At What Point in the Process Do I Have to Submit The Deposit Cheque

September 13, 2011

“At what point do I legally have to provide the deposit cheque?”

Usually, in residential real estate transactions, there is a standard agreement form used.  This agreement offers the buyer two distinct payment options:

1) Herewith

2) Upon acceptance

Herewith” means that the buyer must provide the deposit cheque alongside their offer for the property. This particular payment style is not commonly applied in contemporary real estate transactions. Mostly, the “herewith” payment style is reserved for scenarios in which there is a bidding war taking place between multiple buying parties, and buyers may use the deposit check as an additional tool to finalize the property deal in their favour.  At this stage, it’s imperative to remember that the deposit check you provide must be either a certified or a draft cheque.

“Upon acceptance” means that the buyer has to provide the deposit cheque to the selling party within 24 hours of acceptance of the purchase agreement.

What happens if the deposit cheque isn’t submitted within 24 hours of the acceptance?

Usually this depends on the seller. Legally speaking, the seller has the right to pull out of the deal if they do not receive the deposit check within the allotted time.
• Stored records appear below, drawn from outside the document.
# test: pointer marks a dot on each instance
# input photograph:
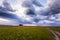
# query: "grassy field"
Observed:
(24, 33)
(56, 28)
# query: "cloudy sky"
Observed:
(40, 12)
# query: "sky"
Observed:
(40, 12)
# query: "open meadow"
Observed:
(25, 33)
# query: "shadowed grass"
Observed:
(24, 33)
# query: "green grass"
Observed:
(24, 33)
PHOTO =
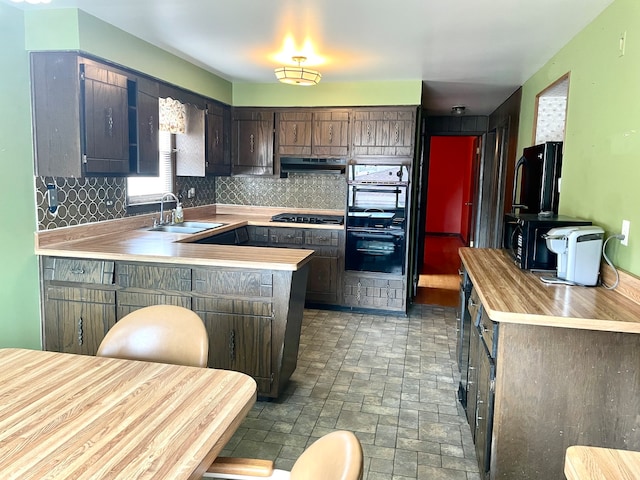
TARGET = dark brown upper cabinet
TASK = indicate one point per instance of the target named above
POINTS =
(91, 119)
(217, 133)
(294, 133)
(252, 150)
(385, 131)
(105, 120)
(313, 133)
(143, 142)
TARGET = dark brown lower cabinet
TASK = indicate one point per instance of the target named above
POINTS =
(374, 290)
(534, 390)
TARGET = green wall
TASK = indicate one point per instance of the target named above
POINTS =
(19, 298)
(601, 164)
(72, 29)
(327, 94)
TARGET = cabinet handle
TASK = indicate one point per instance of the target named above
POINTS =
(232, 344)
(80, 332)
(109, 119)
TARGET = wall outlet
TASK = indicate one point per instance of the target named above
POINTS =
(622, 44)
(52, 197)
(626, 225)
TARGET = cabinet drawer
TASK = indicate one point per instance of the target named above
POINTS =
(236, 283)
(488, 329)
(287, 236)
(322, 238)
(78, 270)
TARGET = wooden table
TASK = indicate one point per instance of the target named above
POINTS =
(68, 416)
(594, 463)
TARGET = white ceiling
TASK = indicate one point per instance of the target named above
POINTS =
(467, 52)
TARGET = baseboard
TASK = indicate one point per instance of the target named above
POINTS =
(628, 286)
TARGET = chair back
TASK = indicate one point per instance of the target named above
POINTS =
(160, 333)
(337, 455)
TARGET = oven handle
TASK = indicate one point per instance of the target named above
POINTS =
(372, 236)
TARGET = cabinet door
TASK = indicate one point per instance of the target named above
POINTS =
(384, 132)
(294, 133)
(472, 380)
(106, 121)
(484, 408)
(218, 160)
(76, 319)
(146, 160)
(239, 342)
(322, 282)
(55, 101)
(331, 133)
(253, 143)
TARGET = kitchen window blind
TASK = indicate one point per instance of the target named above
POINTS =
(151, 189)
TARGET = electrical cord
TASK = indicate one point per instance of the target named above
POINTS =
(606, 258)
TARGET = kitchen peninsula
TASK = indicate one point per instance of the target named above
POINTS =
(250, 298)
(544, 367)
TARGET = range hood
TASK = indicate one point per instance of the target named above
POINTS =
(311, 165)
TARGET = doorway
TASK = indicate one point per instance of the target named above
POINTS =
(451, 184)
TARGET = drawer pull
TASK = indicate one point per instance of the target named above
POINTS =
(80, 332)
(232, 344)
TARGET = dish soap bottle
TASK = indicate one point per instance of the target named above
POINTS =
(179, 213)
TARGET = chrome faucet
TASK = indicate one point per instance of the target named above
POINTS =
(162, 221)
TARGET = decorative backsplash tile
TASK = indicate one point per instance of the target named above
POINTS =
(95, 199)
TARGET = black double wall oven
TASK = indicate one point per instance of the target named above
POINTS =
(376, 221)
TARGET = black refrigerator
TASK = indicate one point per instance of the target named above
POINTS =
(536, 185)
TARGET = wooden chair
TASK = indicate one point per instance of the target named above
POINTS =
(335, 456)
(160, 333)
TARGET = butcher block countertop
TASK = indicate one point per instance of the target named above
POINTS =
(593, 463)
(512, 295)
(129, 239)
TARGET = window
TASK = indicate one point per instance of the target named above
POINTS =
(150, 189)
(551, 112)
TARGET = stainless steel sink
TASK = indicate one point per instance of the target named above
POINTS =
(186, 227)
(203, 225)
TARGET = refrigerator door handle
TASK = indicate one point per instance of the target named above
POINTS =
(519, 164)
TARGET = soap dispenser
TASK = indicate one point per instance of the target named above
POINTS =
(179, 213)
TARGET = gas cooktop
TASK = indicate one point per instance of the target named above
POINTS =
(307, 218)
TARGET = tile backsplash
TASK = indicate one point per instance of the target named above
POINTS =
(95, 199)
(319, 191)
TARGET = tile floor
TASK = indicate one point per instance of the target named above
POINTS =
(392, 380)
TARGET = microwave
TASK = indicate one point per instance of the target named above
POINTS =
(524, 238)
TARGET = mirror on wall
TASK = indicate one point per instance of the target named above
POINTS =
(551, 112)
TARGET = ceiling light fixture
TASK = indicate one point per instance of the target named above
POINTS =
(298, 75)
(458, 110)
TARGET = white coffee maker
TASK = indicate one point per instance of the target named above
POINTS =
(579, 249)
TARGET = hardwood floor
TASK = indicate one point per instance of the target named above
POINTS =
(439, 281)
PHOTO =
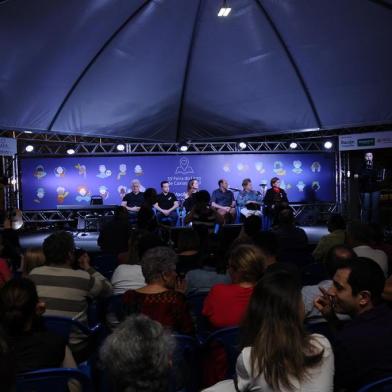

In some cases, the seller may receive a better offer AFTER they’ve accepted your offer. If you don’t submit your deposit check within 24 hours, the seller is legally allowed to accept the better deal. So you must ensure that all due payments are made in the time stipulated in your purchase agreement.

NOTE: The standard agreement for a property transaction will stipulate the following:

For the purposes of this agreement, “upon acceptance” shall mean that the buyer is required to deliver the deposit to the deposit holder within 24 hours of the acceptance of this agreement.